I met Aki at Nova, the private English conversation school I worked at. She was a student and it was a big no-no to even socialise with the ‘clients’, let alone date them. So that added to my fear: would someone find out? If she left me would and thought I was a bastard would she tell Nova? Would I get sacked? It was a secret I desperately wanted to tell everyone but I simply couldn’t, it drove me nuts and certainly added to my loneliness.
I met Maki about a year into the relationship. She was one of the reception staff at my branch of Nova and the immediate intensity of our genuine friendship was a feeling I hadn’t had for a long time. We saw each other lots but nothing happened. She actually lived with me for the last five months of my time in Japan along with Scott, a fellow teacher who needed a place to stay. Jon and Kelly had long since moved out, as had Anthony and Sam, their replacements with whom I did have a lot in common and life in my apartment was great.
Everyone at Nova thought me and Maki were a couple but we were both confused as to the true nature of our friendship. As my departure date grew nearer, I grew nearer to Maki and further from Aki, but not in that order. In the last few weeks before I left, me and Maki couldn’t see enough of each other. She had lived in London for two years as a student in the London College of Fashion and was planning to return in the summer to continue her studies, having taken a few years work in Japan to save up some money. We made a plan to live together in London. I would return to the UK in early May, find a flat, find a job and have things ready for her return. My letter to Maki confirmed how much I wanted to do this and above all, to be with her.
Aki is classically beautiful, slender, with a slightly wide face with gives her a very cute look, as well as beautiful. Her wavy shoulder-length dark brown hair compliments her face perfectly. She smiles easily and I was immediately attracted to the ease at which she spoke to people, whether it was in her first language or not. On out first date she described herself as a moody person and a faithful person. She lived up to her self-analysis but was also incredibly in need of affection, unlike anyone else I’d met.
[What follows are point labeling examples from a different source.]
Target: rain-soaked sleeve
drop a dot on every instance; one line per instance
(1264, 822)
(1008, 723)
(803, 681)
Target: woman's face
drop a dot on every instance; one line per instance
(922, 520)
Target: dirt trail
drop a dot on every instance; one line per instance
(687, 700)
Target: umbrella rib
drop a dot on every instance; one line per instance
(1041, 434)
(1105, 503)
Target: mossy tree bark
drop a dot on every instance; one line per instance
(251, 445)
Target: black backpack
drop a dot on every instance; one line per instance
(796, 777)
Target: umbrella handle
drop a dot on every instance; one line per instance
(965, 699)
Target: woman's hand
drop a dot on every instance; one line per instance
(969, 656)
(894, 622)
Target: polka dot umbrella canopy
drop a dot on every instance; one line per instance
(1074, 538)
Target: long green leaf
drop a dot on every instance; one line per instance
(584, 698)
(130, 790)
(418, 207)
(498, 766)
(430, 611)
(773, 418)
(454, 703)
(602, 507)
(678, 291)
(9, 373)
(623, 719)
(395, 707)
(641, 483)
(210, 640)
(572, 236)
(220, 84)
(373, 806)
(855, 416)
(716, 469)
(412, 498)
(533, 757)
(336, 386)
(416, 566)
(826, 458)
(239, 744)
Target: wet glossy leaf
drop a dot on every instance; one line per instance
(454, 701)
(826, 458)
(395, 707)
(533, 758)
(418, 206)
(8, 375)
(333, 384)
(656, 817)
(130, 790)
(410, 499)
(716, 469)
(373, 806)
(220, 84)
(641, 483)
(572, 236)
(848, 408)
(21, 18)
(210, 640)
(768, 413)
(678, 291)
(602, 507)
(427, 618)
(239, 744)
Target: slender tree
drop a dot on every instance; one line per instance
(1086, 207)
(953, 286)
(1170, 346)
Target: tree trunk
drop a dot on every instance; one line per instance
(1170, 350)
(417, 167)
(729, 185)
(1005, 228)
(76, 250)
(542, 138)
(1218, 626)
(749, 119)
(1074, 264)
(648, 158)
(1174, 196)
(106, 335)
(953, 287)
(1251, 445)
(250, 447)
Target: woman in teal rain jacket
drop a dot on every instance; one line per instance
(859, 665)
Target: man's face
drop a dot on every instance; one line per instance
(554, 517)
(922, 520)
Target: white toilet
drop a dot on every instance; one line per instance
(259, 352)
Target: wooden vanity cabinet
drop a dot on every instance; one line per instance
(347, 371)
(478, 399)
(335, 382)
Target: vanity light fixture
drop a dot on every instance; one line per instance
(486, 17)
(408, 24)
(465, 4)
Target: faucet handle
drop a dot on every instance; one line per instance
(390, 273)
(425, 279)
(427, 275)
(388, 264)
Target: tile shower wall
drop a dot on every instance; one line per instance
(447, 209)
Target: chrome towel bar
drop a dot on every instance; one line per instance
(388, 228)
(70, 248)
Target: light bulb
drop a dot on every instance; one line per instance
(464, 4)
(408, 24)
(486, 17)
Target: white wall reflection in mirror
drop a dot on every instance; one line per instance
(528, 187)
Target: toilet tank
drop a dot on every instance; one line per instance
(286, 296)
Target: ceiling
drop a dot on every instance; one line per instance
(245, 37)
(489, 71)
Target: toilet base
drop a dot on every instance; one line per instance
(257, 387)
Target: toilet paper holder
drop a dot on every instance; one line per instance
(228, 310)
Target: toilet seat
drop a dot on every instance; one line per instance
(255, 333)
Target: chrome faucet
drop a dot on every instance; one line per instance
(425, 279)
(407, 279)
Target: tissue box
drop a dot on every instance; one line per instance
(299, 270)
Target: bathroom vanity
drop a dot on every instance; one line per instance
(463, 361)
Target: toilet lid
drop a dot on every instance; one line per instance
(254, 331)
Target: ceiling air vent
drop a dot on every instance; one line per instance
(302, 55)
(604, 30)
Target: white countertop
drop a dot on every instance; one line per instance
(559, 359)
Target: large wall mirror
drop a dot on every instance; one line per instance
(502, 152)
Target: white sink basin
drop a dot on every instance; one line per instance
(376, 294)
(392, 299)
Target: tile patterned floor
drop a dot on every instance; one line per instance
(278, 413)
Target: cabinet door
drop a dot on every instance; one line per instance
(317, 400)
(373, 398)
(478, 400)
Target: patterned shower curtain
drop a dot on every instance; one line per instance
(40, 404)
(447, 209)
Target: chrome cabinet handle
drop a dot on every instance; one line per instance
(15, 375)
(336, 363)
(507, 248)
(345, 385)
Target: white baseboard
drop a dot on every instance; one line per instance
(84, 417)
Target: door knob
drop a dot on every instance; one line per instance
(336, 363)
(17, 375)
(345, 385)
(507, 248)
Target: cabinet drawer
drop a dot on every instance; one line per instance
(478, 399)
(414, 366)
Many times I was reminded of how fiercely ‘Japanese’ she was: unable to express deep-rooted emotions, practical, organised, unable to just let go, and very domesticated.
Maki is eight years younger, shorter, less concerned about her weight, cute, with a round face and sexy over-one-eye thick black hair, long at the front and shorter around her head. She allowed her time in the UK to compliment her characteristics and embraced the chance to break out of her Japanese culture. Her ability to look at Japan from an outsider’s point of view allows her to understand my view of Japan. Aki and Maki are both incredibly kind, as many Japanese people are.